Hybridizing multiple Machine Learning classifiers (or countermeasures) would lead to developing robust techniques and to enhancing the success results. In addition, applying classifiers of a certain domain (e.g., wireless) to other domains (e.g., websites) may contribute to better success rates in the future. This is because that some classifiers that were applied to wireless traffics have not been validated on websites traffic, to the best of our knowledge. Furthermore, complementing fingerprinting techniques with other useful techniques, such as network forensics, may produce robust models that can usefully and positively be incorporated by ISPs [10].

There is no adequate information in the literature on how to keep up-to-date with the advancement of security protocols like Tor to automatically refine and improve traffic analysis strategies. The state-of-the-art techniques used to transact with current situations of anonymity protocols without mentioning how things are going to be in the future, and what parts of traffic analysis techniques should be enhanced in case of new countermeasures have been developed. In addition, fingerprinting techniques have been considered as classification techniques. Therefore, extensive studies should be conducted in the future to investigate whether it can be reduced to another kind of problems.

7 Challenges of applying real-world traffic analysis systems

Most of the traffic analysis techniques proposed in the literature were evaluated based on either simulation experiments or empirical analysis. This indicates that building a real-world fingerprinting system would be accompanied by many obstacles and challenges. These challenges have to carefully be considered and addressed in the development of any real-world fingerprinting technique. Although most of the state-of-the-art techniques attempted to address some of these challenges, they overlooked some other aspects that can vitally impact their obtained results. There also exist other kinds of challenges for deploying real-world traffic analyzers, whereas, in simulation-based experiments, they were ordinary. For instance, extensive filtering rules of capturing traffic packets help in reducing space and processing overhead in later stages. This is a normal operation for any fingerprinting technique that relies on simulations. However, having them in real-world systems would consume more than expected processing time, which, consequently, would delay all traffic analysis operations.

7.1 Data collection and storage

Collecting data from various sources is a major challenge for real-world traffic analysis systems. Existing fingerprinting techniques are restricted to a set of common websites and wireless applications, and also a limited number of visits per each. For a real-world traffic analysis system, all visited websites (with all their web pages) and applications running on a wireless network (with all their different functionalities) should be considered. This would require maintaining a huge database that can handle signatures of all pages or functionalities available. The widespread construction of websites and their countless web pages in the world wide web would indeed complicate analyzing the traffic. Similarly, the variety of applications that can run via wireless networks and the persistent increase of their functionalities would also make packet collection and preservation more complex. Definitely, securing a database that handles all such stuff is a severe challenge.

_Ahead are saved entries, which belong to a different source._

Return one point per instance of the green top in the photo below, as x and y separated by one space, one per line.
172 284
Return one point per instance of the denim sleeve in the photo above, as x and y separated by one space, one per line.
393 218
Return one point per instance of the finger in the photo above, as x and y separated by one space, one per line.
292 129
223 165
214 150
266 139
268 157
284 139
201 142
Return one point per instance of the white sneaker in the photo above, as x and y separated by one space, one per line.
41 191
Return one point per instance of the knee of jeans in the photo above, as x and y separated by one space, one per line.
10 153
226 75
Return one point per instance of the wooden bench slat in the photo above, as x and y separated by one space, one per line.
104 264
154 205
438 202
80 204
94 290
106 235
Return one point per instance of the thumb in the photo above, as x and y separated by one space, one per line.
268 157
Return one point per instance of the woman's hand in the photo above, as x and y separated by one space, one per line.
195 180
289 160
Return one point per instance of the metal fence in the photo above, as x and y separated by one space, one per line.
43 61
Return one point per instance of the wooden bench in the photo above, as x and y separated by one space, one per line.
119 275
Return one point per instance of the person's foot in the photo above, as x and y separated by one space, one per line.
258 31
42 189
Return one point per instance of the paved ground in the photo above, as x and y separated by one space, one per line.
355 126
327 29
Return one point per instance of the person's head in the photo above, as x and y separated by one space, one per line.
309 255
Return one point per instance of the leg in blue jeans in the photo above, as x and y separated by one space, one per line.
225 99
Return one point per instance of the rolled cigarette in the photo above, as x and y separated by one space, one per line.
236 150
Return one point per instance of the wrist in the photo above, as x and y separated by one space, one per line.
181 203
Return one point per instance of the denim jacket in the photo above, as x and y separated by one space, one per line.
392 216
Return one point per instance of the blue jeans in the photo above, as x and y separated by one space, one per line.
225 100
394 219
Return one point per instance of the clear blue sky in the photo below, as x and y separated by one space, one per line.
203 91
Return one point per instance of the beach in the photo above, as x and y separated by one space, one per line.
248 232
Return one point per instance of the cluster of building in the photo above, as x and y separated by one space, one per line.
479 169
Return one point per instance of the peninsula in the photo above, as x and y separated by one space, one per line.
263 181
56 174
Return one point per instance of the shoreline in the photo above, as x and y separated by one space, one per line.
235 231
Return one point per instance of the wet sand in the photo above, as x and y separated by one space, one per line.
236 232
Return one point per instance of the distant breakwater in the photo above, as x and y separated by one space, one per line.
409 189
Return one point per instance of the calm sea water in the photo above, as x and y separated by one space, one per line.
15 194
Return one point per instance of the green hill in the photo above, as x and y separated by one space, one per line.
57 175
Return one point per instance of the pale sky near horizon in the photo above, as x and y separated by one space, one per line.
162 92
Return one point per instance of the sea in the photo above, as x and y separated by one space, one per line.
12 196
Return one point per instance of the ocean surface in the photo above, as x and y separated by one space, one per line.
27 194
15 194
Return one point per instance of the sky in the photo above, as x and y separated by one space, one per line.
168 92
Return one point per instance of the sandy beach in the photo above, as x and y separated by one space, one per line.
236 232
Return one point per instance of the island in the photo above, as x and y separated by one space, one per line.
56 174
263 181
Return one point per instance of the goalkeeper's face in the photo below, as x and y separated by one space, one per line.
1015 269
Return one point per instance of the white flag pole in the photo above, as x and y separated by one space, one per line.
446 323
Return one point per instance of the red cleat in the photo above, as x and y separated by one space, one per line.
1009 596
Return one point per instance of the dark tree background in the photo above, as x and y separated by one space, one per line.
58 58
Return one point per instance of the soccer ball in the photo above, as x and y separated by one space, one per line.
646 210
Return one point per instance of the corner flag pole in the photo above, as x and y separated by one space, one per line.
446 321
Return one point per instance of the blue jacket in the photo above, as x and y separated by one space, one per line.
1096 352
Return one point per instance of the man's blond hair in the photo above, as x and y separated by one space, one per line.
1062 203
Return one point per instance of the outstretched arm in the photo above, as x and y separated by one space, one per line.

One can benefit from the data collection strategy introduced in [24, 26], which could effectively gather information from packets in realistic scenarios.

7.2 Fingerprinting real-world websites

Almost all fingerprinting techniques were evaluated under pre-listed websites or applications. For a comprehensive traffic analysis, real-world traffic analysis systems can be up-to-date with Internet Service Providers, which can supply them with the newly created websites. This allows them run various visits to these websites to collect packet traces, which in turn assists in building a primary signature history about them. This procedure can easily be carried out for the default pages of those websites, or at least the fundamental web pages of them. Nevertheless, it is not the case for websites that can have massive web pages to be created over and over. For instance, social websites, such as facebook.com, enable users create their own web pages. Therefore, a real-world fingerprinting system should employ sophisticated technologies that can cope with the tremendous construction of websites and web pages as well as the numerous versions of wireless applications.

Techniques introduced in [13, 24, 26] have demonstrated effectiveness towards simulating how fingerprinting techniques can recognize unlisted websites, web pages, or wireless applications.

7.3 Browsers variety

Internet browsers are diversified these days with too many versions of each. Each browser can have different policies regarding packet transmission, which can participate in protecting users’ privacy. Expressly, traces generated by visiting a website using a certain browser may have a different signature if another browser was used. This issue needs a deep investigation of how protection mechanisms employed by browsers work. This would help in fingerprinting the browsers in the early stages of analysis, and thereafter, websites can be analyzed based on the resultant browser.

Detailed analysis of browser fingerprinting can be found in [8, 31]. As we have mentioned earlier, their techniques can be utilized to identify browsers that were used to transmit the packets and, subsequently, website fingerprinting systems can continue analyzing the packets based on the initial identification of the browser.

7.4 Processing time overhead

Traffic analysis and fingerprinting techniques always have issues with the time overhead required for processing traces. The main causes for this kind of overhead are the multiple dependent stages of any traffic analysis process, namely the data collection, preservation, filtering, and analysis. In regards to the analysis stage, Machine Learning classifiers consume a considerable amount of time to train the classification model and to normalize the traces collected. Normalization is sometimes needed because traces are not identical in size, even if they were collected from the same website/application.

This issue could be resolved by implementing the traffic analysis system on cluster or grid environments. This would help to decompose tasks into several sub-tasks, distribute them to a number of different nodes of the cluster, get the sub-results, and eventually aggregate them to produce the final results (i.e., parallel processing).

7.5 Limited identification

As presented earlier in this paper, traffic analyzers can identify Internet websites, web pages, downloaded files, user voice, etc. However, identifying such sample identities does not completely mean that we could recognize all user activities. Users may chat, post, like, listen to a music, watch a video, or do many other activities in the same web page or application. Hence, preserving fingerprints for all such activities would be more difficult for a fingerprinting system. Another challenge is related to the execution of multiple applications or websites at the same time, which leads to interfere packets of such various objects with each other.

8 Conclusion

This paper reviewed techniques and countermeasures for traffic analysis and fingerprinting, and categorized them into two main domains: websites and wireless. In our study, we demonstrated how current defense schemes, encrypting protocols, and anonymity networks did their best to harbor user private information. We have also shown how adversaries utilize all possibilities to analyze users’ traffic for the sake of revealing their identities. In addition, a proposal of a unified model for traffic analysis was introduced with a detailed illustration of how each stage works. We also listed all the factors that can impact the accuracy of any fingerprinting technique, and we conducted a thorough comparison of the reviewed techniques showing how their accuracies vary with the change of such factors. Finally, we discussed a set of challenges may face the application and deployment of real-world traffic analysis systems.

As a future work, we recommend constructing an extensible framework that can aid in developing new traffic analysis techniques. In other words, such a framework would provide a toolbox of various strategies for data collection, filtering, preservation, and classification. The framework would also facilitate the change of different parameters and factors in order to reach better success rates. For instance, users can select the desired web browser, protocol, features, filtering rules, etc. In addition, users in such a framework would have the ability to extend the framework with their own classification algorithms given that existing ones do not fulfill their goals. We believe that having a framework with such characteristics would assist in a fair evaluation of current and future techniques since the implementation environment is going to be the same.